Toute ma vie, j’aurai à l’esprit l’image de cette foule de mes compatriotes, pleurant
d’enthousiasme à la vue des premières flottes russes, leur jetant des fleurs, se bousculant et se
précipitant pour embrasser ces jeunes gaillards grossiers et un peu éméchés que la liesse divertissait
au plus haut point. Au fond, c’était l’humiliant sentiment de sécurité que l’on avait ranimé de cette
manière. Tous les paysans de France, qui cultivaient leur champ en 1893, avaient vécu l’invasion. Et
cette alliance était une sorte de prime de sécurité contre une nouvelle invasion. On pouvait donc
continuer, en toute quiétude, à râler et à chicaner l’Allemagne. Absolument sans aucun danger !
Dégradante insouciance ! Maudits soient les peuples, aussi bien que les individus, qui perdent
haleine en osant ! On peut refuser, détester la guerre, ne pas avoir d’autre aspiration que celle d’être
laissé en paix. Je ne comprends plus rien [sic]. Mais avoir une attitude guerrière quand on se croit
en sécurité !...

***

L’alliance devrait conduire à un spectacle hautement divertissant, si ce n’est encore plus


hideux.
Alors que l’on s’était habitué – au moment où l’enthousiasme se refroidissait – à ce que soit
saluée, dans les programmes ministériels, dans les concours agricoles, dans les cérémonies de
remise de prix, dans les parlements et dans les foires en tous genres, la nation amie et alliée, alors
que MM. Millevoye et Déroulède avaient reconnu qu’alliance ne rimait pas avec revanche, on se
mit avec mesquinerie à compter l’argent qui avait pris, depuis les premiers jours de l’idylle, le
chemin de Saint-Pétersbourg. La caricature s’en empara. Les couplets fleurissaient. On attachait une
bourse à la panse de l’ours et le cosaque, qui faisait des mamours à Marianne, plongeait sa main
dans son sac. De galanterie, il n’était plus question, ni même de finesse d’esprit ; en vérité, tout cela
était d’une certaine manière vulgaire.
Mais lorsque, pendant la guerre japonaise, diminua la confiance insensée qu’on avait accordée
à cette armée russe, qui ne faisait plus peur qu’à elle-même, on se mit à rire jaune.
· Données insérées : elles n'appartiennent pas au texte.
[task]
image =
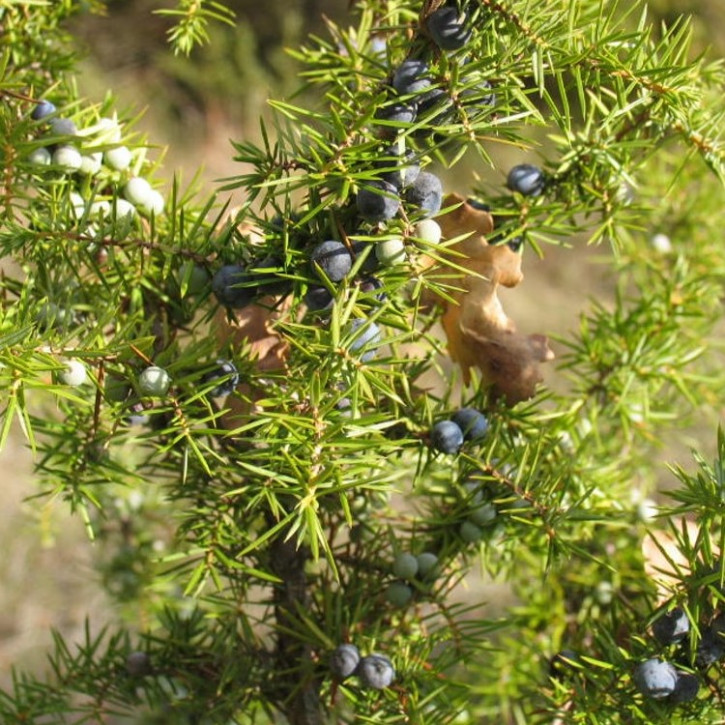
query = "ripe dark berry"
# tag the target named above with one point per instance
(446, 436)
(376, 671)
(138, 664)
(473, 424)
(671, 627)
(527, 179)
(226, 371)
(268, 277)
(426, 193)
(411, 76)
(332, 259)
(398, 594)
(655, 678)
(42, 110)
(232, 286)
(344, 660)
(686, 689)
(378, 201)
(448, 28)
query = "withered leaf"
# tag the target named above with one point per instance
(479, 332)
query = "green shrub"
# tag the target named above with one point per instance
(255, 533)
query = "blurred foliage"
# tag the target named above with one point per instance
(241, 554)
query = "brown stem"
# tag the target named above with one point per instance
(296, 682)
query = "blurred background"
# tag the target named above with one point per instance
(193, 107)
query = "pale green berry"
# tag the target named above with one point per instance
(91, 164)
(137, 190)
(40, 156)
(470, 532)
(118, 158)
(101, 209)
(427, 563)
(122, 209)
(428, 230)
(74, 373)
(405, 565)
(154, 381)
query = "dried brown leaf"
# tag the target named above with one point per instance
(479, 332)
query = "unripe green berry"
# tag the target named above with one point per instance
(427, 564)
(470, 533)
(74, 373)
(154, 381)
(428, 230)
(405, 565)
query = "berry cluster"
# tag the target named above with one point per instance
(410, 569)
(95, 151)
(374, 670)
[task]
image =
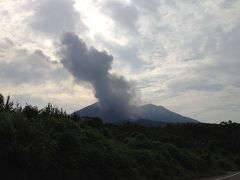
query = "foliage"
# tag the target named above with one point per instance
(49, 144)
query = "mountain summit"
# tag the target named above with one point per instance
(144, 112)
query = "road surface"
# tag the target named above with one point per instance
(229, 176)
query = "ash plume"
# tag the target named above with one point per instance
(114, 93)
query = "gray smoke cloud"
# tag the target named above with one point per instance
(114, 93)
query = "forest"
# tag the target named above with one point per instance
(48, 143)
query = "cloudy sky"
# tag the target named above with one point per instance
(184, 55)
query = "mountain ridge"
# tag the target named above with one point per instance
(149, 112)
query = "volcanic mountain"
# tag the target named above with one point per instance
(143, 113)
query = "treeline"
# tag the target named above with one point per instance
(50, 144)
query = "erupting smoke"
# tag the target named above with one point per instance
(113, 92)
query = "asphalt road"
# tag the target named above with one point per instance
(229, 176)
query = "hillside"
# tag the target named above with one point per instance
(148, 112)
(49, 144)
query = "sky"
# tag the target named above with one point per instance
(183, 55)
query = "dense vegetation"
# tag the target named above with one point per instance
(49, 144)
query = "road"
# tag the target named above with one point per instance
(229, 176)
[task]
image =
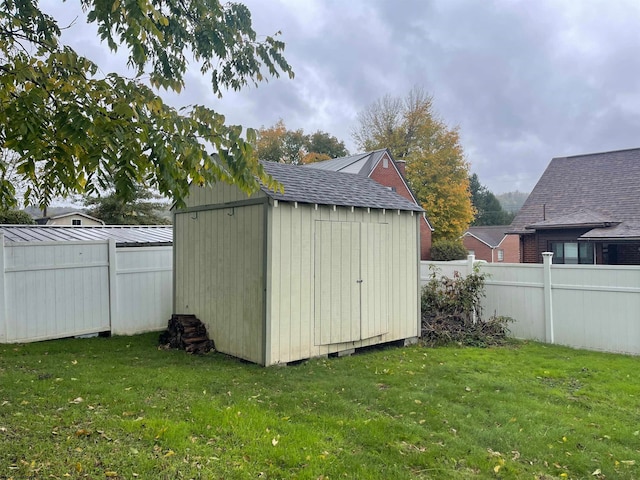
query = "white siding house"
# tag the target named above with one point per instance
(328, 266)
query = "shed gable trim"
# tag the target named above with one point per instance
(222, 206)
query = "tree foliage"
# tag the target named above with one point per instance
(15, 217)
(77, 131)
(444, 250)
(278, 144)
(436, 168)
(140, 208)
(486, 204)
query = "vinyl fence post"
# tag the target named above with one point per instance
(548, 307)
(471, 259)
(3, 305)
(113, 287)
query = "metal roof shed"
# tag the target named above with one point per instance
(327, 266)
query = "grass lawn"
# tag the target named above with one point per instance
(120, 408)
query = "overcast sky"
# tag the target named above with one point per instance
(524, 81)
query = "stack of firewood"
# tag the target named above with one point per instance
(186, 332)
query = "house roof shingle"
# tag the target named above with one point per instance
(597, 190)
(124, 235)
(326, 187)
(360, 164)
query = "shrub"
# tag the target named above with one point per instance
(15, 217)
(452, 313)
(445, 250)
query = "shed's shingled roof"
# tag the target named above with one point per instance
(325, 187)
(586, 191)
(490, 235)
(124, 235)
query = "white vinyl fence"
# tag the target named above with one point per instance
(60, 289)
(595, 307)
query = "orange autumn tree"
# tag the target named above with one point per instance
(436, 168)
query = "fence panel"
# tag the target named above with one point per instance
(62, 289)
(144, 281)
(516, 291)
(55, 290)
(595, 307)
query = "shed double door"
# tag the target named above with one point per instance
(352, 266)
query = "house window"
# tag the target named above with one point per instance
(573, 253)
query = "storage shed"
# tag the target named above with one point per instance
(327, 266)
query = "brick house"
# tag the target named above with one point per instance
(492, 244)
(585, 209)
(380, 166)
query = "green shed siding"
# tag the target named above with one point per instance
(292, 309)
(219, 274)
(281, 281)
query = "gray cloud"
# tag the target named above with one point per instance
(525, 81)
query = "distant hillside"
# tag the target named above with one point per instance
(35, 212)
(512, 201)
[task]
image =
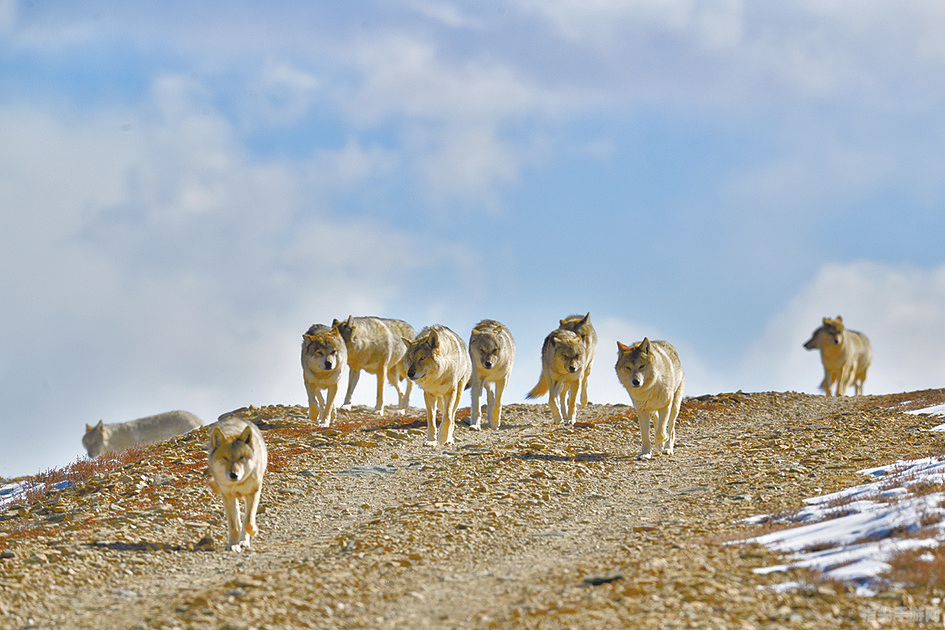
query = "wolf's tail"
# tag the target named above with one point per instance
(538, 390)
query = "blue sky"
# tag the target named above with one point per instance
(188, 187)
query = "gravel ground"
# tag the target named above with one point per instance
(530, 526)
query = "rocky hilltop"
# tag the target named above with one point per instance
(530, 526)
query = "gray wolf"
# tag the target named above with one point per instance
(438, 361)
(238, 458)
(581, 324)
(492, 352)
(107, 438)
(563, 363)
(652, 374)
(374, 345)
(324, 356)
(846, 355)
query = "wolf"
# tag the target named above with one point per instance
(652, 374)
(439, 363)
(492, 352)
(563, 364)
(846, 355)
(107, 438)
(582, 326)
(237, 457)
(374, 345)
(324, 355)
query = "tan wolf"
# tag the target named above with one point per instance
(492, 351)
(108, 438)
(439, 363)
(374, 345)
(846, 355)
(563, 363)
(581, 324)
(238, 458)
(652, 374)
(324, 356)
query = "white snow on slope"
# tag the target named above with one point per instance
(851, 534)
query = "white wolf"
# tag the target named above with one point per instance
(492, 351)
(652, 374)
(374, 345)
(439, 362)
(846, 355)
(107, 438)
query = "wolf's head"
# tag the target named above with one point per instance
(485, 350)
(830, 333)
(568, 351)
(231, 459)
(634, 364)
(322, 346)
(94, 439)
(420, 355)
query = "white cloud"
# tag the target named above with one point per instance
(901, 310)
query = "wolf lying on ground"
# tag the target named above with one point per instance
(581, 324)
(439, 363)
(653, 376)
(108, 438)
(846, 356)
(492, 352)
(374, 345)
(237, 457)
(563, 364)
(324, 356)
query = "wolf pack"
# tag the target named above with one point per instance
(442, 364)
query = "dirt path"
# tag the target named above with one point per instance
(531, 526)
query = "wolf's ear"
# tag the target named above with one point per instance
(216, 438)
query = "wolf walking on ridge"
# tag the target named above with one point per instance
(439, 363)
(581, 324)
(374, 345)
(237, 457)
(846, 355)
(492, 352)
(652, 374)
(324, 356)
(109, 438)
(563, 363)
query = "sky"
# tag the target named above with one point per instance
(187, 187)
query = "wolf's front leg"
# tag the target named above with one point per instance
(450, 403)
(353, 376)
(430, 400)
(572, 402)
(495, 404)
(644, 434)
(474, 410)
(231, 509)
(328, 406)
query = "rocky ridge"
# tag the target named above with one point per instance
(530, 526)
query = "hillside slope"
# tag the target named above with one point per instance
(531, 526)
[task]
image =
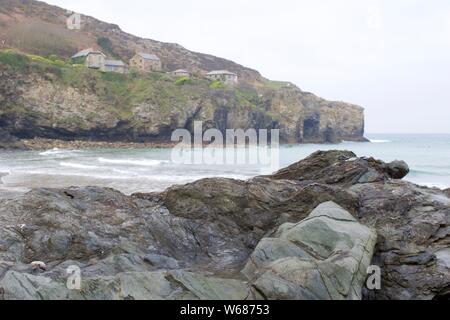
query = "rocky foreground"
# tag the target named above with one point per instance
(309, 231)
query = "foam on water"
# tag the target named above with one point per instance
(145, 163)
(77, 166)
(147, 170)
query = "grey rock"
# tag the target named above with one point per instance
(330, 262)
(397, 169)
(215, 228)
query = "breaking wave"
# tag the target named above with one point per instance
(143, 163)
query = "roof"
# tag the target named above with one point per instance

Un vent de
panique souffla et tout un peuple se mit à pleurnicher : « Mon argent ! Mon argent ! Je veux mon
argent ! Rends-moi mon argent ! » Faut-il vraiment que je plaigne les pauvres possesseurs de
papiers russes ?
Je n’éprouve pas la moindre tendresse pour le patriotisme. Hormis dans les beaux discours, je
ne crois pas au patriotisme. Je ne me fais du reste pas le moindre souci pour nos patriotes qui ont
envoyé leurs milliards en Russie. Ils feront d’autres placements, si ce n’est pas déjà fait. Les
placements sont faits pour être utilisés. Que les Russes les engloutissent, ou bien les Allemands, les
Américains, les Japonais, les Suédois, les Suisses ou les Bulgares – tout cela est au fond bien
légitime !

***

J’ai pourtant quelque chose de plus sérieux sur le cœur contre cette alliance.
S’il est exact qu’une nation puisse, au sens propre du terme, se déshonorer, alors le pacte russe
nous a déshonorés.
Au moment où un si tragique réveil attendait la Russie malheureuse et vaincue, au moment où,
fatiguée, elle s’indignait d’être maltraitée, piétinée, asservie, assassinée, on laissa un Anglais, un
Campbell-Bannerman, tirer seul son chapeau devant une révolution malheureuse. Et pour ne pas
entendre ces martyrs-là baragouiner la Marseillaise qu’on leur avait apprise, nous avons entonné à
gorge déployée le funeste et sanglant Bosche Zarja chrani. Et nous avons nous-mêmes fondu le
plomb et trempé l’acier avec lesquels ils réprimèrent, sur les chemins et dans les villages, l’élan de
ce pays qui voulait à nouveau vivre.

***

Concrètement, le seul point commun entre la France et la Russie était leur intérêt commun à
agir contre l’Allemagne. Cette alliance, la vraie, était née à Sedan, avait grandi sur les rives de la
Loire, s’était affermie à Versailles au son du tintement des glaives des princes alliés qui placèrent le
nouvel empereur sur le trône, et avait été signée à Francfort.
Pourtant cette alliance, cette communauté d’intérêts, n’avait plus de raison d’exister, plus de
contenu réel à partir du moment où la France elle-même, bien que sans se l’avouer, avait renoncé à
la revanche. Son prestige diminua peu à peu ; à Port-Arthur elle subit un premier coup ; sur les
bords du Yalu, les difficultés commencèrent et, entre Mukden et Tsushima, elle succomba.
Si, en 1893, il n’y avait pas eu cet enthousiasme qui ne reposait sur rien, cette griserie
artificielle, la fracture de 1905 n’aurait pas été un affront. Si nous ne nous étions pas faits, en dépit
du bon sens, les complices du gouvernement tsariste, nous ne garderions pas le honteux sentiment
de continuer à soutenir la répression d’une révolution juste et nécessaire.
Mais c’est le propre des hommes politiques que de faire naître des fleuves qu’ils détournent
sitôt après avoir pris le pouvoir. Sans cesse, l’histoire se répète, sans que jamais elle réussisse à
instruire celui qui l’observe.
Quand, je me le demande, pensera-t-on enfin à sceller, au lieu de pactes trompeurs entre ceux
qui dirigent, une entente infiniment plus fructueuse et plus durable entre les hommes…
Octave Mirbeau
Neue Freie Presse, 14 juillet 1907
(Traduction de Mathieu Schneider)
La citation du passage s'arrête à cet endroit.